Incredible that some people have no idea why they formed the NHS in the fist place.

XingMing · 22/12/2022 16:17

Not sure that's correct about reducing dementia @CinnamonJellyBeans . Age is usually the primary cause. DMIL, who died last month at 93, lived pretty healthily all her life, but developed vascular dementia and was diagnosed at 87.

Xenia · 22/12/2022 16:19

No., Guessing there are about 30m tax payers that is £30m. It woudl be money down the drain. Gordon Brown put 1% on NI to fund the NHS for a generation -I remember it well. We are still paying the extra 1% and seem to have worse care then before. I would rather we could opt out of or abolish the NHS and reduce tax.

CinnamonJellyBeans · 22/12/2022 16:21

www.bbc.co.uk/news/health-48963215

I had no idea until I read that a few weeks back.

Hawkins001 · 22/12/2022 16:22

entropynow · 22/12/2022 12:00

Rubbish.
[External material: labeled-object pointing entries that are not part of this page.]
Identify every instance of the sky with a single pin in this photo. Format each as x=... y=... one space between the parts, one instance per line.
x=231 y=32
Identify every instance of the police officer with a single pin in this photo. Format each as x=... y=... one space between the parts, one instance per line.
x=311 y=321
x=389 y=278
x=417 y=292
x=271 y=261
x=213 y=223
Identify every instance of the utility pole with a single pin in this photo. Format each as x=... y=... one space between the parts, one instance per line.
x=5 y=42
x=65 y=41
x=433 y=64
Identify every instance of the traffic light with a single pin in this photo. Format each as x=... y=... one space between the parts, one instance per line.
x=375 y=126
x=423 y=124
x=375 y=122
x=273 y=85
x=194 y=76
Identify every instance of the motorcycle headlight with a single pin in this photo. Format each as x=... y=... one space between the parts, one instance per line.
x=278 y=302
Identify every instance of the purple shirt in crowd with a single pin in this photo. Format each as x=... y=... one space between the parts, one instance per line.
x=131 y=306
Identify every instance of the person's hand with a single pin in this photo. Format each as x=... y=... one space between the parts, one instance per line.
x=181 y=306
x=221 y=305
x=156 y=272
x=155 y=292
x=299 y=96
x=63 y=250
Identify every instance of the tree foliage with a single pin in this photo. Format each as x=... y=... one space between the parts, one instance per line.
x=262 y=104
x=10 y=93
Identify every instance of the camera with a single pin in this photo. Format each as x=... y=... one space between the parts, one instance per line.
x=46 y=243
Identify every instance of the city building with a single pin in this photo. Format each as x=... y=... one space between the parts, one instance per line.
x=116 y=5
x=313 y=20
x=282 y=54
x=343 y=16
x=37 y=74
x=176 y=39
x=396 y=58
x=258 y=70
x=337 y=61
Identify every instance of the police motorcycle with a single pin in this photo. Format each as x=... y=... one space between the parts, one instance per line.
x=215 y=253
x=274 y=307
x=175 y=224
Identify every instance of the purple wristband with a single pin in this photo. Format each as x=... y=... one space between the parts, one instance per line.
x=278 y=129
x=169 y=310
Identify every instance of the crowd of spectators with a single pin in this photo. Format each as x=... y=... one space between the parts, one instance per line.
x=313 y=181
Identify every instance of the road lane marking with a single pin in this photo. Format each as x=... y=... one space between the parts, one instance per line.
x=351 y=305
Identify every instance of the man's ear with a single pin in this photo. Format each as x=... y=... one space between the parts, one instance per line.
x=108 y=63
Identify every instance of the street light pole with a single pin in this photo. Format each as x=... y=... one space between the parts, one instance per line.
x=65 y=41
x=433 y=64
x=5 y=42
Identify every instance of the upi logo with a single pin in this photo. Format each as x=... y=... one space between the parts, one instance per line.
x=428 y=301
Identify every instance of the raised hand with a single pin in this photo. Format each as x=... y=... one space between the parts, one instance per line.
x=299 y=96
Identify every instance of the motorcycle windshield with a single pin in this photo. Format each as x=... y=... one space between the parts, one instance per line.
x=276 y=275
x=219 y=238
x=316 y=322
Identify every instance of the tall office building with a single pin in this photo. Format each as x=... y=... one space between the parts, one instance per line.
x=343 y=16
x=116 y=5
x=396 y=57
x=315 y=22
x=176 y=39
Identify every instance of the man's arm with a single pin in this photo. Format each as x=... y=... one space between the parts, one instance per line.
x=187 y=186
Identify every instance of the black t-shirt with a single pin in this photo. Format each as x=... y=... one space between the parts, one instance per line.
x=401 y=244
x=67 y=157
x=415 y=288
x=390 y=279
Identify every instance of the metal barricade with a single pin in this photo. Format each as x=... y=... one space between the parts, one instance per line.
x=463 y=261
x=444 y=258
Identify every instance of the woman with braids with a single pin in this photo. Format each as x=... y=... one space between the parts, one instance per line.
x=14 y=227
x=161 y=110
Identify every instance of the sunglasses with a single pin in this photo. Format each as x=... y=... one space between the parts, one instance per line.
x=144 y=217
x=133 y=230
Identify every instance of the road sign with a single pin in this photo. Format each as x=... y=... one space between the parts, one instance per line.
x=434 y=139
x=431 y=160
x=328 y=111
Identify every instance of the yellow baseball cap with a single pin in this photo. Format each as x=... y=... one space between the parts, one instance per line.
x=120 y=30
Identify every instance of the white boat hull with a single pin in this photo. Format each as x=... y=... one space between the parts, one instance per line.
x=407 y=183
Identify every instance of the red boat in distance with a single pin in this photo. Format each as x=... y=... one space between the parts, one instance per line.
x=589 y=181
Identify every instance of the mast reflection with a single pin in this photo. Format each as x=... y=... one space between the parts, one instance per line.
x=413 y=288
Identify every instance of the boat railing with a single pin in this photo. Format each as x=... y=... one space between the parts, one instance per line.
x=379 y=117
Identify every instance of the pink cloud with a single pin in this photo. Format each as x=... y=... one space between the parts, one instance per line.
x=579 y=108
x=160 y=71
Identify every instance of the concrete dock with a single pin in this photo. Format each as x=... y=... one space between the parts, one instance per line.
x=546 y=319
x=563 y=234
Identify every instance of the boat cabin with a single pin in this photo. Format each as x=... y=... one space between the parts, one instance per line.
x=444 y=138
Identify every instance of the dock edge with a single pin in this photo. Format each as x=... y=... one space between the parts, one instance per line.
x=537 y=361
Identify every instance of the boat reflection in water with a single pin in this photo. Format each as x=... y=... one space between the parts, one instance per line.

We have low taxation compared to many countries with decent public services and welfare provision.
But what you actually mean is "I don't give a shit about my fellow citizens, just my money". Bet you use public services yourself though because that's different innit.

Actually Jamie diamon from jp Morgan and chase, recommends a balanced tax system.

LexMitior · 22/12/2022 16:48

@helford - we know why we have it but come on, it is not set up to deal with clinical obesity and the resultant diabetes. In the 20s and 30s people had problems getting enough to eat!

LexMitior · 22/12/2022 16:51

Mind you we have food banks now so perhaps what's changed.